THE Treasury department has 18 months to find a way to tax non-resident companies, according to Scrutiny review chairman Senator Jim Perchard.

As things stand under the 'zero-ten' system, shareholders of Jersey firms will pay tax on company profit as if it was personal income, but non-resident shareholders of non-Jersey firms will pay no tax at all.

Senator Perchard said that would give 'foreign' firms an unfair advantage and was 'morally indefensible'.

He says that Treasury Minister Terry Le Sueur has to come up with a way to tax non-local firms, or Jersey-owned companies will just transfer ownership overseas and pay no tax at all.

Finance companies will pay a fixed ten per cent under the 'zero-ten' proposals, but Senator Perchard said that some of the revenue from non-finance firms was under threat, because they could shift ownership out of Jersey and pay nothing.

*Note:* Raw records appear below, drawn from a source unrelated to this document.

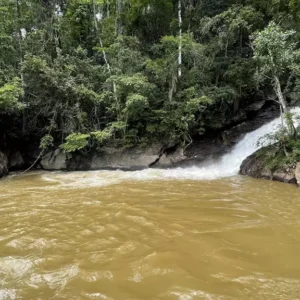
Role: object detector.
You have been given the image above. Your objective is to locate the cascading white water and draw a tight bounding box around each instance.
[194,106,300,177]
[40,107,300,188]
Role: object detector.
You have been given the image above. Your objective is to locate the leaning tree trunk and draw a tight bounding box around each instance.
[274,75,296,137]
[274,76,288,112]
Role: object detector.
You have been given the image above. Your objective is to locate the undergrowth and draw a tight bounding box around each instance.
[257,134,300,171]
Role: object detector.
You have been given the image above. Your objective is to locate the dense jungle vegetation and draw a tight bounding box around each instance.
[1,0,300,154]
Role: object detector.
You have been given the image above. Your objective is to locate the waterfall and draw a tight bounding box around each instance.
[41,107,300,188]
[218,106,300,175]
[154,106,300,180]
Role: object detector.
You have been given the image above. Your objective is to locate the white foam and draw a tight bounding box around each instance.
[0,289,17,300]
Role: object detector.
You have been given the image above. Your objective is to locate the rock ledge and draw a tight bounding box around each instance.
[240,150,300,186]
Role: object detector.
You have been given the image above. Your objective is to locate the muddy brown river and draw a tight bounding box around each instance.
[0,170,300,299]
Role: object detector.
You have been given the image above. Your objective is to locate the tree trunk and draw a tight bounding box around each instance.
[116,0,123,36]
[178,0,182,78]
[274,76,288,113]
[168,67,178,103]
[15,0,26,134]
[274,75,296,137]
[92,0,119,115]
[92,0,110,73]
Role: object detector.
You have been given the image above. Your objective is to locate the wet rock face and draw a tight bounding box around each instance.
[42,145,162,171]
[272,170,297,185]
[41,150,69,170]
[0,152,8,179]
[240,149,298,185]
[182,102,279,167]
[239,152,267,178]
[223,105,279,146]
[90,146,161,171]
[182,137,227,167]
[155,147,186,168]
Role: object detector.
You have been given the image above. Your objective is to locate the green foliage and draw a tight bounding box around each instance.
[125,94,149,116]
[257,124,300,170]
[40,135,54,151]
[0,78,24,112]
[252,22,298,79]
[258,138,300,170]
[252,22,299,135]
[61,133,90,153]
[125,0,173,44]
[91,129,112,144]
[1,0,300,150]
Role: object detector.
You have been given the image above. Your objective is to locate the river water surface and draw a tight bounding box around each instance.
[0,171,300,299]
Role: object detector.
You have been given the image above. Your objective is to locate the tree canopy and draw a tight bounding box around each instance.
[1,0,300,152]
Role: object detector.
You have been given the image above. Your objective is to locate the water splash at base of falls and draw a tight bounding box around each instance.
[39,107,300,188]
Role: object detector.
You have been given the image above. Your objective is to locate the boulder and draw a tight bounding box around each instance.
[90,145,161,170]
[8,151,24,170]
[0,152,8,179]
[240,149,298,185]
[55,144,163,171]
[41,150,69,170]
[273,170,297,184]
[295,163,300,187]
[155,147,186,167]
[239,152,269,178]
[183,137,228,167]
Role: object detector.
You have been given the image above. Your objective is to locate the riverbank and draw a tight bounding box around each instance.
[0,101,279,179]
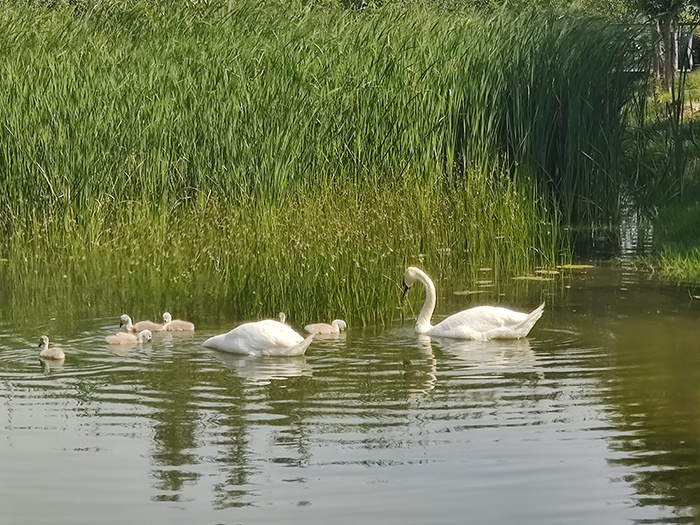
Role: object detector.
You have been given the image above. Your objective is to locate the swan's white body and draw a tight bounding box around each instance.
[106,329,153,345]
[305,319,347,335]
[120,314,164,333]
[38,336,65,360]
[402,267,544,341]
[203,319,314,356]
[162,312,195,331]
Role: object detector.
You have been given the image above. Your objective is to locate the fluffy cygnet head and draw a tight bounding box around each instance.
[119,314,133,330]
[38,335,65,360]
[38,335,50,349]
[162,312,172,324]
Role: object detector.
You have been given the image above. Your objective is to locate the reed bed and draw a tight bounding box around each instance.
[0,0,645,323]
[0,175,557,325]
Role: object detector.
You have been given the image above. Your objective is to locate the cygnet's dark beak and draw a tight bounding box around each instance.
[402,280,410,298]
[119,321,124,328]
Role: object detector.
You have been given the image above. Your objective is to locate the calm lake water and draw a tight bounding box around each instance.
[1,262,699,524]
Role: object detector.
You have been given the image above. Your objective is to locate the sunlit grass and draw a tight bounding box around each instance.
[0,0,647,322]
[0,175,559,324]
[651,248,700,284]
[630,69,700,286]
[641,177,700,285]
[0,1,644,215]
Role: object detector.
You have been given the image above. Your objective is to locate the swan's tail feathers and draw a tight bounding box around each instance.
[202,334,223,350]
[289,334,314,356]
[516,302,545,338]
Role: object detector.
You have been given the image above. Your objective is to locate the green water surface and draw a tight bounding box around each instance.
[0,263,698,524]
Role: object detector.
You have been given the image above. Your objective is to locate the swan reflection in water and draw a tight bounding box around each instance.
[417,335,540,378]
[403,337,438,396]
[214,351,312,384]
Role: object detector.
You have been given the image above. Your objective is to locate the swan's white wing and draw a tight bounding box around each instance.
[231,322,301,350]
[256,320,305,341]
[437,306,528,330]
[203,321,305,355]
[429,304,544,340]
[429,306,530,339]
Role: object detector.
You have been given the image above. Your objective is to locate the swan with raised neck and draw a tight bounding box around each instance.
[402,267,544,340]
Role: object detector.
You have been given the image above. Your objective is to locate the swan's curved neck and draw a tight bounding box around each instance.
[414,269,436,333]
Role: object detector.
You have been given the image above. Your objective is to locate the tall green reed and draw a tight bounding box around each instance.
[0,177,557,324]
[0,0,643,323]
[0,2,645,217]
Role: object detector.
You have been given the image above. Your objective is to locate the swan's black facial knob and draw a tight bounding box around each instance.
[402,280,411,298]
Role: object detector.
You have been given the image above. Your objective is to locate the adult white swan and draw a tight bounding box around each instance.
[402,267,544,340]
[203,318,314,357]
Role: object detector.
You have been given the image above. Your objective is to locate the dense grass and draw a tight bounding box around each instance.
[0,174,557,325]
[648,249,700,285]
[632,67,700,286]
[0,1,646,215]
[0,0,647,322]
[641,173,700,285]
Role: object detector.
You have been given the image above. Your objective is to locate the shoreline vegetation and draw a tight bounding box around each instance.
[0,1,655,323]
[632,69,700,289]
[641,180,700,287]
[0,178,559,324]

This is fascinating stuff. Firstly, Jersey thinks there's morality in taxation. Second they don't like ring fences that can be exploited at cost to Jersey. Third they don't like people going offshore to avoid (let alone evade) tax. .

I happen to agree on all these things. But given that Jersey has consistently denied there is any morality to tax, that ring fences are fine (the whole Jersey economy having been built on them) and that facilitating non payment of tax is the whole basis for structuring your financial services sector all this is a touch ironic.

The reality is that the clock is ticking for Jersey. They know they're going bust within a few years because they have no clue how to fix their upcoming tax gap. So now they are panicking, And they can see that the writing is on the wall ethically and financially for their tax haven. It's only time before the financial services industry begins to leave the sinking ship.